Pay attention: Massive breach teaches you four crucial lessons.
The latest HIPAA breach is the largest ever, affecting millions of patients across more than half of the United States. And this is the type of breach that strikes fear into the hearts of many healthcare providers — find out why and what you can do right now to avoid the same disaster.
Background: Tennessee-based Community Health Systems, Inc. (CHS) has reported the breach of approximately 4.5 million patients’ personal information, including patient names, addresses, Social Security numbers, telephone numbers and birthdates. The hackers accessed the patient records in the CHS system in April and June 2014. The affected patient population spans 28 states.
Keep in Mind HIPAA’s Wide PHI Definition
“Although the breached records do not contain the details of the patients’ treatment at CHS’ hospitals, the identifying information in the records still meets the HIPAA definition of ‘protected health information’ [PHI],” noted attorney Casey Moriarty in an Aug. 19 Ogden Murphy Wallace Attorneys health law blog posting. “Therefore, CHS will have to follow the HIPAA breach notification requirements.”
The hackers were an “Advanced Persistent Threat” Chinese group that used highly sophisticated malware and technology to attack CHS’ systems, bypassing the security measures in place, reported partner attorney Linn Foster Freedman in an Aug. 22 privacy alert posting for the law firm Nixon Peabody LLP. Then, the hacker group copied and transferred the patient data outside CHS.
‘Heartbleed’ Bug Strikes Again?
“The technology is rumored to be the ‘Heartbleed’ bug,” Freedman noted. Federal authorities identified the hacker group as typically seeking valuable intellectual property, such as medical device development data. But in this case, the group accessed non-medical patient data related to physician practice operations.

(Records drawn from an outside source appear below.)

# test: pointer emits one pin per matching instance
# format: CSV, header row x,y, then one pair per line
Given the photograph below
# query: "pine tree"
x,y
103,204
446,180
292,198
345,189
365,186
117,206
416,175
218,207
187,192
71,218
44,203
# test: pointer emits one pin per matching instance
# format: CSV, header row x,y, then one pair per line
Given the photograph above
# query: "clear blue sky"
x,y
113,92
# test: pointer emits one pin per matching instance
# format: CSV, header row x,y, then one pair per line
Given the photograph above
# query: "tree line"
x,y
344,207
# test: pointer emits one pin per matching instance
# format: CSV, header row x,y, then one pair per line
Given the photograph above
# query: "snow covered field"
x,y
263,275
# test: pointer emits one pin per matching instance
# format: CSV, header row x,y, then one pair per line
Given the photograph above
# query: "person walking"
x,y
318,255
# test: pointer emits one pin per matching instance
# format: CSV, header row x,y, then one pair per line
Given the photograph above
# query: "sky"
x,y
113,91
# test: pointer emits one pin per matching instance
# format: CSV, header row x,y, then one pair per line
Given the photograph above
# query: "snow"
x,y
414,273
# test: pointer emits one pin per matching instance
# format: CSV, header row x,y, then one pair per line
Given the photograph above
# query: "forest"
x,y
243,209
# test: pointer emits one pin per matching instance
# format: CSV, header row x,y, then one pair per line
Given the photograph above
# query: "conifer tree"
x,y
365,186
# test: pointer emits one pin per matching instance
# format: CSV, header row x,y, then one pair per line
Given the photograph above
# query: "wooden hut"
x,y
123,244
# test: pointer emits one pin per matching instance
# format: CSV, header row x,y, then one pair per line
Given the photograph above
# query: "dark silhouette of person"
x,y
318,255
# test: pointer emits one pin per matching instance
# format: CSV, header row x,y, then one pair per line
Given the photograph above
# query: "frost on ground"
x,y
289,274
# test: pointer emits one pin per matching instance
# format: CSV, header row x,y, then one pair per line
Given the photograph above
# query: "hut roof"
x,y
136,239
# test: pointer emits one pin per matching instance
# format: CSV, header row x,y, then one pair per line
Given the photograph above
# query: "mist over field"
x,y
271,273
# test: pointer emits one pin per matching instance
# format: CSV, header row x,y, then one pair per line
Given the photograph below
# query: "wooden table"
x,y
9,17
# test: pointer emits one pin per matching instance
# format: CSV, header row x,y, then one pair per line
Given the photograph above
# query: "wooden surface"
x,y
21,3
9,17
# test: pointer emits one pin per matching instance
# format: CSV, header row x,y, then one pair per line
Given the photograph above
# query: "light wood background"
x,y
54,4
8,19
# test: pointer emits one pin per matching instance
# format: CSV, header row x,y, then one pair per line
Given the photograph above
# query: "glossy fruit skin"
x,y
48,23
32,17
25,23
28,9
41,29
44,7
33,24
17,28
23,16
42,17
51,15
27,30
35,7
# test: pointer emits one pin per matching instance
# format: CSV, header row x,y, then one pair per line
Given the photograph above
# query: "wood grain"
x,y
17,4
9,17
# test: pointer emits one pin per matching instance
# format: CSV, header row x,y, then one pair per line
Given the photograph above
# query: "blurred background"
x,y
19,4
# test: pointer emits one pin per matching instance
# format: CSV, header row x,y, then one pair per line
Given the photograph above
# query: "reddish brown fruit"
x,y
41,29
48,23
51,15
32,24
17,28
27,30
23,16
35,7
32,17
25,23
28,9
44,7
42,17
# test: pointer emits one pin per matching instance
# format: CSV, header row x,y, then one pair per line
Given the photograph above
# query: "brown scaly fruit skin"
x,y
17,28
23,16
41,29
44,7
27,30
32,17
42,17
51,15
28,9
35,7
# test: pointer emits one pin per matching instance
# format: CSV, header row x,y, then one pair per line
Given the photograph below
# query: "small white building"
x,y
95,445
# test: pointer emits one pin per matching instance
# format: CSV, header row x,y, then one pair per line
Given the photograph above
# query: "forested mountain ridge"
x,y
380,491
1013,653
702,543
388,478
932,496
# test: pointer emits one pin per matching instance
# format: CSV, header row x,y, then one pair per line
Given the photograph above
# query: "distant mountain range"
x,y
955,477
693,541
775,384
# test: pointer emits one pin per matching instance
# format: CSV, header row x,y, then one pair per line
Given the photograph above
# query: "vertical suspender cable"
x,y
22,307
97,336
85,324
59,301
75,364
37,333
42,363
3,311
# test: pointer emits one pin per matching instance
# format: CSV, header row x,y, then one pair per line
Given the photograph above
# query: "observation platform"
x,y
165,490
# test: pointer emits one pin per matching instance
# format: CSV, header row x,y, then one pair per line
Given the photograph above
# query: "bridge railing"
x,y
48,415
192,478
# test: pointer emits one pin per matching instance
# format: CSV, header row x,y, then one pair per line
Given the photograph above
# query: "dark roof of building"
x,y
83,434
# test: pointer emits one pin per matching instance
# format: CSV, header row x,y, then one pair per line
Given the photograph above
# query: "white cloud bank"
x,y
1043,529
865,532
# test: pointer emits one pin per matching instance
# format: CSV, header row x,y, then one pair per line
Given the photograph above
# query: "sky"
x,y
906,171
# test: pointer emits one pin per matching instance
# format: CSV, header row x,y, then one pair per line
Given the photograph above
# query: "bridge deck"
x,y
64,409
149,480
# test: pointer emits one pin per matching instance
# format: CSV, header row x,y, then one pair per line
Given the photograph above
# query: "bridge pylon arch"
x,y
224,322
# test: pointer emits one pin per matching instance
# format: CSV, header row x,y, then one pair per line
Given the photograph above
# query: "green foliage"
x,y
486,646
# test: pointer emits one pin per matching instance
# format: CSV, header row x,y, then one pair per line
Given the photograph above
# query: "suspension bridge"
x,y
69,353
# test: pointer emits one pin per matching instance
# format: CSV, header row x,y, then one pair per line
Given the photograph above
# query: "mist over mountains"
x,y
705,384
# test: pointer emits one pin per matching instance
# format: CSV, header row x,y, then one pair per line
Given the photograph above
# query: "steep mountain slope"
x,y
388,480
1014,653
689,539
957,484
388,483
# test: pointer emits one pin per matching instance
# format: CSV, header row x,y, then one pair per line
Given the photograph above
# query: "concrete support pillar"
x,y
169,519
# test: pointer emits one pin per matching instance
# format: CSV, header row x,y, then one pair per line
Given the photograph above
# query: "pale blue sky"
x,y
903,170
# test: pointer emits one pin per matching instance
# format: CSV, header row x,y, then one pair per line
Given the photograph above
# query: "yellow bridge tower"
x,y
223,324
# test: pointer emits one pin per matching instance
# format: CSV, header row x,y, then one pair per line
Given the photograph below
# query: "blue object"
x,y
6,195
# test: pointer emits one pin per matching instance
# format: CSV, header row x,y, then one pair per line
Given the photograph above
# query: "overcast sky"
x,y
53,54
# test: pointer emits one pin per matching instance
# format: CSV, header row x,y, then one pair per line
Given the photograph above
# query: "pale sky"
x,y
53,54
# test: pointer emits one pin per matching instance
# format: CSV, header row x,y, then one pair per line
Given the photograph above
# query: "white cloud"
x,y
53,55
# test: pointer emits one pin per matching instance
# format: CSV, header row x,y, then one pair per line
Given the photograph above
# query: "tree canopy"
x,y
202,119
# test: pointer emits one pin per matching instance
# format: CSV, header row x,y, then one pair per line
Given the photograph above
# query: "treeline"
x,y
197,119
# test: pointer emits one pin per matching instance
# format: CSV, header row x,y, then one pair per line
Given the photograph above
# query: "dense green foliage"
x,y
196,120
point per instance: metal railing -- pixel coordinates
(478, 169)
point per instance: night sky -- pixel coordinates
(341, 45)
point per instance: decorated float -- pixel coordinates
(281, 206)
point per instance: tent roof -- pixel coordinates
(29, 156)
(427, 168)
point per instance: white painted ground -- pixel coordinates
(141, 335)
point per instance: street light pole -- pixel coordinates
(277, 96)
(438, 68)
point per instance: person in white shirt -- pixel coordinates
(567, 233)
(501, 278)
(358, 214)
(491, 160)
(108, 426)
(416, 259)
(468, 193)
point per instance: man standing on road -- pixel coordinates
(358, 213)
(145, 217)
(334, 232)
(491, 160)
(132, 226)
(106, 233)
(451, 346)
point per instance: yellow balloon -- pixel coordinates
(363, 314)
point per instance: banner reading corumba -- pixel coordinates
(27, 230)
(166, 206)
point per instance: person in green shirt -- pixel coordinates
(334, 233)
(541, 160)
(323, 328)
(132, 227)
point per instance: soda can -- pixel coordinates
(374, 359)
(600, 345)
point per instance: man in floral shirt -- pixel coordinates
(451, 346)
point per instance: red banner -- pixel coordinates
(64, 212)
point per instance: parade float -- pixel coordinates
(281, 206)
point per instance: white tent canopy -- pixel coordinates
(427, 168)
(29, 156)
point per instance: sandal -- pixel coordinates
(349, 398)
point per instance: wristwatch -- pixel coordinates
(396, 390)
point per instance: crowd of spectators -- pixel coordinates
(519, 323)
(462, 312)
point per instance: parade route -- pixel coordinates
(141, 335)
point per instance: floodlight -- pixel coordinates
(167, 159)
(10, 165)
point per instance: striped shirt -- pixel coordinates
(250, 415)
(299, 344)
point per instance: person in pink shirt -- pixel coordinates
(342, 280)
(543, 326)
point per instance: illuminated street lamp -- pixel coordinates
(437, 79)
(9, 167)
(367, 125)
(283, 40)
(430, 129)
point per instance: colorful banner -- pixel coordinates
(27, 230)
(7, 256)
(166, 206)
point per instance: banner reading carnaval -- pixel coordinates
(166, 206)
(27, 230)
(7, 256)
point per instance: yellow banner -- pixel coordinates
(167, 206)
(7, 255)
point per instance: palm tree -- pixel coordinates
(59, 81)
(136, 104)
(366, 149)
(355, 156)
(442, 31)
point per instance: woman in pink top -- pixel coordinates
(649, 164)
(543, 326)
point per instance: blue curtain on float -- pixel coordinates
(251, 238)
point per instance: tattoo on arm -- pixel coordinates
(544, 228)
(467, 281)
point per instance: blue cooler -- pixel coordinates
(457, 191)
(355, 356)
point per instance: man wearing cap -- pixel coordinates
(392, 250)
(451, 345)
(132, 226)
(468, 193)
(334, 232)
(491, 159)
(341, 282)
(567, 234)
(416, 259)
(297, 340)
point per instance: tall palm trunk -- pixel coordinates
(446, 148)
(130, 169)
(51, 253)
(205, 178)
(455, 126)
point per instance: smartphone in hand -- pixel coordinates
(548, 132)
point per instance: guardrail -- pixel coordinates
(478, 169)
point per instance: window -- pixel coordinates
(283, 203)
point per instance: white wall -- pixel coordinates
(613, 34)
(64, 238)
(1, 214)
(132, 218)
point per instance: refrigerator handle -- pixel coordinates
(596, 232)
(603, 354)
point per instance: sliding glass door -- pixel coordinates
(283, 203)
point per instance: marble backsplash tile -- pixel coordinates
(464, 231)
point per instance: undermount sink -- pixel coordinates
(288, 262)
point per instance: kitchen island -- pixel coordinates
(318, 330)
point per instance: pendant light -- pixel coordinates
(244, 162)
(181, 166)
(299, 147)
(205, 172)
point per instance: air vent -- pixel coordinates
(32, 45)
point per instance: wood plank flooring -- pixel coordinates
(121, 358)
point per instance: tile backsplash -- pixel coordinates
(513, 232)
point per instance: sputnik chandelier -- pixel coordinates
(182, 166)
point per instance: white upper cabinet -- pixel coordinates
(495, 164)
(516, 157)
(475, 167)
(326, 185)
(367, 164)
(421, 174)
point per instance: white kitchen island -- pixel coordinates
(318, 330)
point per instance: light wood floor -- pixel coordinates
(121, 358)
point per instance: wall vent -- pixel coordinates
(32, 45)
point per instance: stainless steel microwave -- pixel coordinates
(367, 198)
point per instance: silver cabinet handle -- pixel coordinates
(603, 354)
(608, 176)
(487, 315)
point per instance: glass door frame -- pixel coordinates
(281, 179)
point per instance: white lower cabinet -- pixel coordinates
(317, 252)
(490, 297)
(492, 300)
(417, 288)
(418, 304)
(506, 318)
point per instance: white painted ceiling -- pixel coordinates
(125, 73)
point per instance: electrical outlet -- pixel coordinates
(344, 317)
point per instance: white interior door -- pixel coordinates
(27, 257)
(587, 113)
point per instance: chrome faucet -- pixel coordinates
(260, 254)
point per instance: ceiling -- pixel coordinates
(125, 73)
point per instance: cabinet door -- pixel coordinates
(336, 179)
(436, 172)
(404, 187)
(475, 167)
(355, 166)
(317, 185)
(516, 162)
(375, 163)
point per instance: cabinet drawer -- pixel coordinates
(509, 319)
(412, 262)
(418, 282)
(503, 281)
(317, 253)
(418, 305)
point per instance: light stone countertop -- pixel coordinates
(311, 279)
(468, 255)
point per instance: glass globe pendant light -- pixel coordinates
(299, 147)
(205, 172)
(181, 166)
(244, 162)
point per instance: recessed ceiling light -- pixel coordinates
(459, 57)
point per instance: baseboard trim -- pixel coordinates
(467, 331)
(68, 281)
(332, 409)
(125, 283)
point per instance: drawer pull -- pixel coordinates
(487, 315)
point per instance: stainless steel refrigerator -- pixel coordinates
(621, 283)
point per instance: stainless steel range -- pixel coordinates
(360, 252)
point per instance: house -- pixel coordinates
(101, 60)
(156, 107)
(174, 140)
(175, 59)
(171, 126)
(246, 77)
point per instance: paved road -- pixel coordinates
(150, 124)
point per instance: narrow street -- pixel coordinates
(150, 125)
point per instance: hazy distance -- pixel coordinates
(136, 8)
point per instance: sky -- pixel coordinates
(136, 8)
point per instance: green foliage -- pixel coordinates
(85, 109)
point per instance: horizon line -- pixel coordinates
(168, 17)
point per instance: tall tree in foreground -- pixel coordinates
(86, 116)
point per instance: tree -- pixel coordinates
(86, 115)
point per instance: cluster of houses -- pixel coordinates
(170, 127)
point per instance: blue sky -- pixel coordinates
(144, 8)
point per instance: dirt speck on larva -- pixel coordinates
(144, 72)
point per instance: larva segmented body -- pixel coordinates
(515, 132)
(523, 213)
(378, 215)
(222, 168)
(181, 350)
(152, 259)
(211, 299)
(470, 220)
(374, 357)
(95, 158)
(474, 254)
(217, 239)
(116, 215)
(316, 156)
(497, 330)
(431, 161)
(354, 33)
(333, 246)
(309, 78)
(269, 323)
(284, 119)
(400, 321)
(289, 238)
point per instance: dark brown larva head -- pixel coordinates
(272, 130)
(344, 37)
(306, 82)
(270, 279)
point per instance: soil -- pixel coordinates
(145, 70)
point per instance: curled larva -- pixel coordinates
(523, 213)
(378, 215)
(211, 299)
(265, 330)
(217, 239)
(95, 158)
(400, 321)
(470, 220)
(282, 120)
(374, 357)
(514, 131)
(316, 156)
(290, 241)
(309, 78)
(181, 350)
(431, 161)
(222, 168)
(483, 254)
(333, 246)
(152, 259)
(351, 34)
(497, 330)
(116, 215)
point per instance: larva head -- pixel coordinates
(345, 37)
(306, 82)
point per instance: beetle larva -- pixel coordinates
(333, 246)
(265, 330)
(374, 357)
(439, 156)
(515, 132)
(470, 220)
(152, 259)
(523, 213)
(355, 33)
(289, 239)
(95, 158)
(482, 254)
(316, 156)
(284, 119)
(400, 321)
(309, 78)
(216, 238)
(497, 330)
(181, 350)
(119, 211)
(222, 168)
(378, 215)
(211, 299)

CHS first reported the breach to the Securities and Exchange Commission (SEC) and has hired the data security firm Mandiant to investigate the breach. CHS is also in the process of notifying the affected patients.
But because the data involved in the incident falls under HIPAA, CHS must also report the breach to the HHS Office for Civil Rights (OCR), pursuant to the Health Information for Technology and Clinical Health Act (HITECH), Freedman stated. And once CHS does so, this breach will become “the largest HIPAA breach reported to the OCR since HITECH was enacted in 2009.”
Follow 4 Expert Tips to Prevent This Type of Breach
This type of massive, sophisticated data breach may seem impossible to prevent — but you can actually avoid it by taking a few simple steps. Moriarty offered the following tips:
1. Safeguard & Educate: This large breach is yet another reminder to safeguard your electronic systems and educate your staff members on security policies and procedures.
2. Watch Staff Emails: The type of malware that caused this breach is relatively easy to overlook. A staff member who clicks on a link in an email or responds to an email from hackers who pose as security personnel could result in unknowingly installing the malware.
3. Use Encryption: Consider employing encryption technology that meets the HIPAA breach safe-harbor standards to avoid or mitigate this type of breach.
4. Check with IT: When staff members are in doubt about a suspicious email, phone call or other communication, instruct them to always check with your information technology (IT) personnel and your HIPAA Privacy Officer before taking any action.
FBI: How Your IT Personnel Can Thwart This Attack
The threat of this type of breach is growing exponentially — so much so in fact that the FBI recently released an alert. The alert states that the FBI has “observed malicious actors targeting healthcare related systems,” possibly to obtain PHI or Personally Identifiable Information (PII).
“These actors have also been seen targeting multiple companies in the healthcare and medical device industry, typically targeting valuable intellectual property, such as medical device and equipment development data,” the FBI warns. “Though the initial intrusion vector is unknown, we believe that a spear phish email message was used to deliver the initial malware.”
The FBI goes on to detail two main indicators of a possible compromise to your IT systems:
1. Network-Based Indicator. Outgoing traffic through standard HTTP/HTTPS ports 80, 443 (and possibly others), but obfuscates traffic by XORing the traffic with 0x36.
2. Host-Based Indicator. The malware runs as a Windows service “RasWmi (Remote Access Service)” from the malicious.dll C:Windowssystem32wbemraswmi.dll. The implant is installed from an executable file (the file has been observed under a variety of names) which drops the raswmi.dll file into the same directory and sets it to run as a service.